The year just ended has been one of the most tumultuous in recent memory.  The year ahead is likely to be even more so.  History is always being made, but it is not always noted.  In the annals of history these two years will be noted time and again.

As 2017 begins, I intend to exercise this site more often, with posts that reflect a continuing focus on vital issues, risk, change, and wisdom, as well as with complementary posts.  Some of these will speculate about alternate historic outcomes and others will simply reflect the lived experience of people and communities.

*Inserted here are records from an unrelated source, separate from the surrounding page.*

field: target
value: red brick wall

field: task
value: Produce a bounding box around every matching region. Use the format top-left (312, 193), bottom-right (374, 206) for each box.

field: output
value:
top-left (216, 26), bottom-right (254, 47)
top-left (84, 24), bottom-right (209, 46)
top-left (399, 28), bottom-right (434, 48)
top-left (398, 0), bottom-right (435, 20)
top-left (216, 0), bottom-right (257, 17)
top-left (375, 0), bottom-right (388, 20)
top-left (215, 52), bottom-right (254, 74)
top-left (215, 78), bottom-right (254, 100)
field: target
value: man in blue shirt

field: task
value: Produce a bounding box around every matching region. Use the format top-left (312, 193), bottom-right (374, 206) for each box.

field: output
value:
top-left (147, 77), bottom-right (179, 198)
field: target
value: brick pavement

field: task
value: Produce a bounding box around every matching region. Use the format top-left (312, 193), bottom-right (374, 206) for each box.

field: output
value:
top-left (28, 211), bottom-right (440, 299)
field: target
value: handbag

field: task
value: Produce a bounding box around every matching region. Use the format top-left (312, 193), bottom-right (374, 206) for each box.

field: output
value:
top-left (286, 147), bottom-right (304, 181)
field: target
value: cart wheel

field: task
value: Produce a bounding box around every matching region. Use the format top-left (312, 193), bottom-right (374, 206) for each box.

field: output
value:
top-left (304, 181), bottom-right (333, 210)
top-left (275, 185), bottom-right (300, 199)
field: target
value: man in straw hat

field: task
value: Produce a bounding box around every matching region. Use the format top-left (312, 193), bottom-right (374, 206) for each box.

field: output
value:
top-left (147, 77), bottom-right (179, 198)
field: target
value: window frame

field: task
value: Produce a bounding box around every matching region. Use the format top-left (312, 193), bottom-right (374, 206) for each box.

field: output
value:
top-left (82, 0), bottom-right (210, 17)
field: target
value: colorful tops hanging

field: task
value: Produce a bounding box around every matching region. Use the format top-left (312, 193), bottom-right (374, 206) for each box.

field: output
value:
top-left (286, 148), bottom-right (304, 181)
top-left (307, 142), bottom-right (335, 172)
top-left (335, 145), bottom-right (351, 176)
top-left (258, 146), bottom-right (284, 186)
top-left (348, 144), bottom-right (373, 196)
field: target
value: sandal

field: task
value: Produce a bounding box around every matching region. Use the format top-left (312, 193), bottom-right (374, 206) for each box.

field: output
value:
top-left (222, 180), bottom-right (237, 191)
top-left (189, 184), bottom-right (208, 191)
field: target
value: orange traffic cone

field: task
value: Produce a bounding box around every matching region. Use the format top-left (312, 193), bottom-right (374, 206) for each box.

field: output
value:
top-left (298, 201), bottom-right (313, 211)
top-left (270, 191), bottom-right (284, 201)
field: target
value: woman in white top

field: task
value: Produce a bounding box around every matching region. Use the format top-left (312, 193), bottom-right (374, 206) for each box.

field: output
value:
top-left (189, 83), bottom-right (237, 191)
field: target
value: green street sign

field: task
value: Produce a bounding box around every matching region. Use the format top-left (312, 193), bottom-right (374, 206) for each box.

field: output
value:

I am barely into a much appreciated Christmas gift:  Homo Deus, by Y.N. Harari.  Page 59 includes two statements that generated this post.  “Historians study the past not in order to repeat it, but in order to be liberated from it.”  And, “movements seeking to change the world often begin by re-writing history, thereby enabling people to re-imagine the future.

 

What Harari is affirming is the proposition that we all live inside a story, or even concentric circles of stories, which tell us our origin, our place, our role (alone and in relation to others), our power, our limits, and — ultimately — our value, as we try to make the most of our agency.  These stories represent the size of our stage, the strength of our springboard, the diameter and capacity of our tampoline.  If our stories marginalize, humiliate or limit us, they must be re-imagined and re-authored if we are to improve our agency.  And, of course, those who are privileged by the currently dominant story will be opposed to ‘historical revisionism’.

If Homo Deus is not on your reading list, it should be.  I expect it to be the seed bank for some future posts.  My thanks to Dr. David Elkins for such a thoughtful gift.